Re‐defining tillage erosion: quantifying intensity–direction relationships for complex terrain

. Current tillage erosion models account for the influence of tillage direction in the magnitude of the soil transport coefficient. It is argued that a re‐modelling of tillage erosion is preferable in which the influence of tillage direction is separated from the soil transport coefficient, which is a measure of tillage intensity. This has been achieved here by developing a two‐dimensional tillage erosion model that incorporates tillage direction in the measure of slope and uses soil transport coefficients that are independent of tillage direction and based on relationships between transport and the slope in the direction that bisects tillage direction and the overturning direction. Mean tillage erosion, associated with a single pair of opposing tillage directions and pair of overturning directions, can be described by a two‐dimensional diffusion‐type equation if the dimensions are defined as the tillage direction and the direction perpendicular to tillage. Application of the model to a real‐world case allows quantification of the potential soil conservation benefits associated with optimization of tillage direction.

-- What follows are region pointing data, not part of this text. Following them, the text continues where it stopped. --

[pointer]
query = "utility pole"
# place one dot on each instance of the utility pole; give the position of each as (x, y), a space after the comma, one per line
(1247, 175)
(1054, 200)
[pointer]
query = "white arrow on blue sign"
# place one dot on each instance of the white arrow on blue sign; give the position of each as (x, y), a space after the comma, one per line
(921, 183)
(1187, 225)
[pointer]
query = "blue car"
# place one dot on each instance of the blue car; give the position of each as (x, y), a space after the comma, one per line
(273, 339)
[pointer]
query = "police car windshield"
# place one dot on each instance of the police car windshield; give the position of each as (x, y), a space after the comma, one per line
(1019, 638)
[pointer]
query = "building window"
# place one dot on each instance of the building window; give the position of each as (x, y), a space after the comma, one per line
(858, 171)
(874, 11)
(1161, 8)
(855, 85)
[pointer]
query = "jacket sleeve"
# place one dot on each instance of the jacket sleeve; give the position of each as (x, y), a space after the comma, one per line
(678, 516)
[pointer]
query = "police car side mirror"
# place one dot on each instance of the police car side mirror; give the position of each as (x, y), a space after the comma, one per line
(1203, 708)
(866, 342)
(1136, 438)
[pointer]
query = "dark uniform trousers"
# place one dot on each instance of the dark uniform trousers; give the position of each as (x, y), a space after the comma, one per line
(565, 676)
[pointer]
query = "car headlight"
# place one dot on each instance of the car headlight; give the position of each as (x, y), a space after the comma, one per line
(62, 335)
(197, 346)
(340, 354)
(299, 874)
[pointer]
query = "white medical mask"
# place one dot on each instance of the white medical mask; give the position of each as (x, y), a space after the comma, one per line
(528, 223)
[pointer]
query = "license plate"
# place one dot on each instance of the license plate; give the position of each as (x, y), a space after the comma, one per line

The scope for amelioration is related to the ratio between the coefficients for transport in the direction of tillage and perpendicular to tillage. As this ratio approaches unity, the potential for amelioration reduces towards zero. For the study site investigated, use of the experimentally derived ratio of 0.66 indicated that a 12% reduction in tillage erosion could be obtained by ploughing across the dominant field slope as compared to ploughing up and down the dominant slope. For an implement with a coefficient ratio of 0.2 the reduction in tillage erosion intensity, associated with optimizing the tillage direction, reaches 28%. Nevertheless, such benefits must be considered in the context of other management considerations. The tillage direction that minimizes erosion is associated with lateral slopes of 10°, or more, over 20% of the field. To the land‐user this disadvantage may outweigh the soil conservation benefits.